Souvent, pour s'amuser, les hommes d'équipage Prennent des albatros, vastes oiseaux des mers, Qui suivent, indolents compagnons de voyage, Le navire glissant sur les gouffres amers. À peine les ont-ils déposés sur les planches, Que ces rois de l'azur, maladroits et honteux, Laissent piteusement leurs grandes ailes blanches Comme des avirons traîner à côté d'eux. Ce voyageur ailé, comme il est gauche et veule! Lui, naguère si beau, qu'il est comique et laid! L'un agace son bec avec un brûle-gueule, L'autre mime, en boitant, l'infirme qui volait! Le Poète est semblable au prince des nuées Qui hante la tempête et se rit de l'archer; Exilé sur le sol au milieu des huées, Ses ailes de géant l'empêchent de marcher.

THE ALBATROSS

Often, to amuse themselves, the men of a crew Catch albatrosses, those vast sea birds That indolently follow a ship As it glides over the deep, briny sea. Scarcely have they placed them on the deck Than these kings of the sky, clumsy, ashamed, Pathetically let their great white wings Drag beside them like oars. That winged voyager, how weak and gauche he is, So beautiful before, now comic and ugly!
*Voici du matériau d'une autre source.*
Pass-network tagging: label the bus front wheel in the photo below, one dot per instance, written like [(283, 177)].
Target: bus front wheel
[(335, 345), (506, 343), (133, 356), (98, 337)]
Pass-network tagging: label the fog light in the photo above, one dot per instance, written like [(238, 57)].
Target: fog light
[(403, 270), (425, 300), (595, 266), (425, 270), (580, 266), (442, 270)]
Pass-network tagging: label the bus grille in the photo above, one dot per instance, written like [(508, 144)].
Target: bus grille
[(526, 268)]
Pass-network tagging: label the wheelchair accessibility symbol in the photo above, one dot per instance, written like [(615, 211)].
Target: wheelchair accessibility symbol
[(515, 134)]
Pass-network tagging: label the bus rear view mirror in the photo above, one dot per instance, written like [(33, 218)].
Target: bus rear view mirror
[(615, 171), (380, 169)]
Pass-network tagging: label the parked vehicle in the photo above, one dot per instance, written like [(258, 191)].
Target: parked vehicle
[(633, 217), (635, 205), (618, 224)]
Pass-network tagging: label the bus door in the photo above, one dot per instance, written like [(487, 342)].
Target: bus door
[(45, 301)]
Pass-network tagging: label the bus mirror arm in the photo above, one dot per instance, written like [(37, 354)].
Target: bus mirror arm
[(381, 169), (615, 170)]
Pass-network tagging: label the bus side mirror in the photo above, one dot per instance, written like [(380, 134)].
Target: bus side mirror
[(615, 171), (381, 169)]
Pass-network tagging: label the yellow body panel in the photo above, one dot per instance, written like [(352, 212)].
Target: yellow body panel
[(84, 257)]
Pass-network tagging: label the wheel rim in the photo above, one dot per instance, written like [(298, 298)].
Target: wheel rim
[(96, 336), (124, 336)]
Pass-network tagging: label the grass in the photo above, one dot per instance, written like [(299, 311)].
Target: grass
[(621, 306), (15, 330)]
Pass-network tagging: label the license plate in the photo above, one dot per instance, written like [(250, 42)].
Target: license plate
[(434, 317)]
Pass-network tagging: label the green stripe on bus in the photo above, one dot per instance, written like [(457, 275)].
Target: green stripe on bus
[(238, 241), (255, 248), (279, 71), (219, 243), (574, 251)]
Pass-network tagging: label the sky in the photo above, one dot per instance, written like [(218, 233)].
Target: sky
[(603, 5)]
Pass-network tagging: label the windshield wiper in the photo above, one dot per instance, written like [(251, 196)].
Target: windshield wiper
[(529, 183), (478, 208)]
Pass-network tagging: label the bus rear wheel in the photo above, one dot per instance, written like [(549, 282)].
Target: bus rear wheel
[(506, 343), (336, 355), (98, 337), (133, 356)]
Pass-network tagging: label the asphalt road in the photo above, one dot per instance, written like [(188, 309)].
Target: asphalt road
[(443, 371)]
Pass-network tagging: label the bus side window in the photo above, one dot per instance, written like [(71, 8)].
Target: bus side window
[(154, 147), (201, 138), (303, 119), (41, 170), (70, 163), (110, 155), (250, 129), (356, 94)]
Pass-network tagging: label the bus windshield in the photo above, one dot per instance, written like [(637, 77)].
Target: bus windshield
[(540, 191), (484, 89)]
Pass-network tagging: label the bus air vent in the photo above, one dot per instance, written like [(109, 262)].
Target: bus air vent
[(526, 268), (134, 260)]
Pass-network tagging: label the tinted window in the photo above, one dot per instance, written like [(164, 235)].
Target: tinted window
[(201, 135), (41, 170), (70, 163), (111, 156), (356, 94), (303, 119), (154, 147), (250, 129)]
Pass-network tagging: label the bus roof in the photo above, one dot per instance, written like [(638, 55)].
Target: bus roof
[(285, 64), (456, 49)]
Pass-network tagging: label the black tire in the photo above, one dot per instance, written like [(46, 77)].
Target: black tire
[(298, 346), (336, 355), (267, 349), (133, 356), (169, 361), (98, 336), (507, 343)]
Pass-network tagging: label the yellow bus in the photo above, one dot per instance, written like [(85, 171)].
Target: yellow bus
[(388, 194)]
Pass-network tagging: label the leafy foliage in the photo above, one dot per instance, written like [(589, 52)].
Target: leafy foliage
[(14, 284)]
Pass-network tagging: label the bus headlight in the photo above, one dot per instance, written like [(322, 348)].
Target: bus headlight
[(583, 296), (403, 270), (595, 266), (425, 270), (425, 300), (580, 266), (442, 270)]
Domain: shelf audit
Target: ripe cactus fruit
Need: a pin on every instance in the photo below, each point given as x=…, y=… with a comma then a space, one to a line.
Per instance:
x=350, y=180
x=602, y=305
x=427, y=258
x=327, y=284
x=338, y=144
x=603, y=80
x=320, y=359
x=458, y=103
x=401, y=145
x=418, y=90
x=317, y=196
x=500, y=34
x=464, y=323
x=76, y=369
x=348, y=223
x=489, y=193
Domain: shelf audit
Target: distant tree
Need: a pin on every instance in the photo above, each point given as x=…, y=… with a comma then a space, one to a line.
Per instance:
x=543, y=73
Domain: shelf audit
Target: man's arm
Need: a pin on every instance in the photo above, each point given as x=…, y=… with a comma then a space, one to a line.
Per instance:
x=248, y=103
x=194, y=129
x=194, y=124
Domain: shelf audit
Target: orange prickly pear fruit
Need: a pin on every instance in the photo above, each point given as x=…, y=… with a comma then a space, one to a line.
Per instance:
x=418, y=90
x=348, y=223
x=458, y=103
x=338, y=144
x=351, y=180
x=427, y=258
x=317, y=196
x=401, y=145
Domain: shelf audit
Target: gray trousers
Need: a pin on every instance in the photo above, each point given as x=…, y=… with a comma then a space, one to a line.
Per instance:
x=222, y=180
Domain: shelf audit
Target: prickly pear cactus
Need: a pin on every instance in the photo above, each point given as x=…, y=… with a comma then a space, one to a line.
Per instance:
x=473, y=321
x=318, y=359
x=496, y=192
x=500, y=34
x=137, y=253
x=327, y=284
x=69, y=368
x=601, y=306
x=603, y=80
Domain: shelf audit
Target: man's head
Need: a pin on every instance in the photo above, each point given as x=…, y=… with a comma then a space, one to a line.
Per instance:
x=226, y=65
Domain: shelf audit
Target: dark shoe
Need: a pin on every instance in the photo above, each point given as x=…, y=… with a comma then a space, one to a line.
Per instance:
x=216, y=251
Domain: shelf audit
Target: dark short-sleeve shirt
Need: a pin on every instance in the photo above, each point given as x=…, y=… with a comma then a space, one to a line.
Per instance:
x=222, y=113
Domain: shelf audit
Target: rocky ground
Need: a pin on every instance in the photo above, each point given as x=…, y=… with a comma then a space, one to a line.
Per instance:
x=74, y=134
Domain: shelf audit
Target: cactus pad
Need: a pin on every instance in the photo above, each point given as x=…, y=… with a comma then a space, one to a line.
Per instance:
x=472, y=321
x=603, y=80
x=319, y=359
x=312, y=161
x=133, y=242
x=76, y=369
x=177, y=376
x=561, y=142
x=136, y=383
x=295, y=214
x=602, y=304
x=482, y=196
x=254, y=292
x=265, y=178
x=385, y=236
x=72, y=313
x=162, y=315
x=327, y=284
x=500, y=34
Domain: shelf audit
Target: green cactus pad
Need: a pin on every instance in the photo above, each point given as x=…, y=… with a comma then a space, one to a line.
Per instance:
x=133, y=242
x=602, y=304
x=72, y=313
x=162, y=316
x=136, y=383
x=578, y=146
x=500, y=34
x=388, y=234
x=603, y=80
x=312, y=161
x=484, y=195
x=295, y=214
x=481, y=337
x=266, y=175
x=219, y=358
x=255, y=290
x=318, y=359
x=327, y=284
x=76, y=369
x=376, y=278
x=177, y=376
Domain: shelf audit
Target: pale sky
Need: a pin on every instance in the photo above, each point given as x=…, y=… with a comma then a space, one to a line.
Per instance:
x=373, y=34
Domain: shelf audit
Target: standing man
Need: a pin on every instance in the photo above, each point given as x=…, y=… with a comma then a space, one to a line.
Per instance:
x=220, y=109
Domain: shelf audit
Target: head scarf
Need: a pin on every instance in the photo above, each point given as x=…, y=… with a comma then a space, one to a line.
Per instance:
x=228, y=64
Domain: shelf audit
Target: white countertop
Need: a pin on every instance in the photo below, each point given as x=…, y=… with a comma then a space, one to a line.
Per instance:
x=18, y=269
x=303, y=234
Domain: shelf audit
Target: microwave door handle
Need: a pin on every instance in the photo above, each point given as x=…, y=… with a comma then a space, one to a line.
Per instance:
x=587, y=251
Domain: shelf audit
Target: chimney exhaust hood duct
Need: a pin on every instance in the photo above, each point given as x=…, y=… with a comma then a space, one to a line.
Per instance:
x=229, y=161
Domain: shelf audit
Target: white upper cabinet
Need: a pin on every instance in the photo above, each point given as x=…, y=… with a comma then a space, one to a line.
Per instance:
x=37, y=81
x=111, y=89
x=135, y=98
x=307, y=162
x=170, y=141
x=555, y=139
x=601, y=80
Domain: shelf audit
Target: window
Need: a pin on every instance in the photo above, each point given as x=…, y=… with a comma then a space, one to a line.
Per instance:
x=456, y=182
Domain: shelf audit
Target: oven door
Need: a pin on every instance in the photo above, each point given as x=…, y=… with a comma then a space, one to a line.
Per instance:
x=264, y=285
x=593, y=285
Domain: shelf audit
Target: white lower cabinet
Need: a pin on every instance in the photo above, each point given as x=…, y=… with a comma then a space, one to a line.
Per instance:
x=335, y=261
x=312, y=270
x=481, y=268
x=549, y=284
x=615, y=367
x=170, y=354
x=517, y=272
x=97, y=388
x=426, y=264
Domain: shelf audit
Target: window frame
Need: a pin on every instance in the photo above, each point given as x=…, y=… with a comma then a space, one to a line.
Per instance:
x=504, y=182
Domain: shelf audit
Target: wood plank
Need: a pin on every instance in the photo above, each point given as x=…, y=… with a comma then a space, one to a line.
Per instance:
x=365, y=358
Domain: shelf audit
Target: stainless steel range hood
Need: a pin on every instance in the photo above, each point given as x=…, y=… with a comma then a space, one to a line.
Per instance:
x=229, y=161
One man worries his beak with a stubby clay pipe; Another limps, mimics the cripple who once flew! The poet resembles this prince of cloud and sky Who frequents the tempest and laughs at the bowman; When exiled on the earth, the butt of hoots and jeers, His giant wings prevent him from walking.

ÉLEVATION

Au-dessus des étangs, au-dessus des vallées, Des montagnes, des bois, des nuages, des mers, Par delà le soleil, par delà les éthers, Par delà les confins des sphères étoilées, Mon esprit, tu te meus avec agilité, Et, comme un bon nageur qui se pâme dans l'onde, Tu sillonnes gaiement l'immensité profonde Avec une indicible et mâle volupté. Envole-toi bien loin de ces miasmes morbides; Va te purifier dans l'air supérieur, Et bois, comme une pure et divine liqueur, Le feu clair qui remplit les espaces limpides. Derrière les ennuis et les vastes chagrins Qui chargent de leur poids l'existence brumeuse, Heureux celui qui peut d'une aile vigoureuse S'élancer vers les champs lumineux et sereins; Celui dont les pensers, comme des alouettes, Vers les cieux le matin prennent un libre essor, —Qui plane sur la vie, et comprend sans effort Le langage des fleurs et des choses muettes!

ELEVATION

Above the lakes, above the vales, The mountains and the woods, the clouds, the seas, Beyond the sun, beyond the ether, Beyond the confines of the starry spheres, My soul, you move with ease, And like a strong swimmer in rapture in the wave You wing your way blithely through boundless space With virile joy unspeakable. Fly far, far away from this baneful miasma And purify yourself in the celestial air, Drink the ethereal fire of those limpid regions As you would the purest of heavenly nectars. Beyond the vast sorrows and all the vexations That weigh upon our lives and obscure our vision, Happy is he who can with his vigorous wing Soar up towards those fields luminous and serene, He whose thoughts, like skylarks, Toward the morning sky take flight —Who hovers over life and understands with ease The language of flowers and silent things!

CORRESPONDANCES

La Nature est un temple où de vivants piliers Laissent parfois sortir de confuses paroles; L'homme y passe à travers des forêts de symboles Qui l'observent avec des regards familiers. Comme de longs échos qui de loin se confondent Dans une ténébreuse et profonde unité, Vaste comme la nuit et comme la clarté, Les parfums, les couleurs et les sons se répondent. II est des parfums frais comme des chairs d'enfants, Doux comme les hautbois, verts comme les prairies, —Et d'autres, corrompus, riches et triomphants, Ayant l'expansion des choses infinies, Comme l'ambre, le musc, le benjoin et l'encens, Qui chantent les transports de l'esprit et des sens.

CORRESPONDENCES

Nature is a temple in which living pillars Sometimes give voice to confused words; Man passes there through forests of symbols Which look at him with understanding eyes. Like prolonged echoes mingling in the distance In a deep and tenebrous unity, Vast as the dark of night and as the light of day, Perfumes, sounds, and colors correspond. There are perfumes as cool as the flesh of children, Sweet as oboes, green as meadows —And others are corrupt, and rich, triumphant, With power to expand into infinity, Like amber and incense, musk, benzoin, That sing the ecstasy of the soul and senses.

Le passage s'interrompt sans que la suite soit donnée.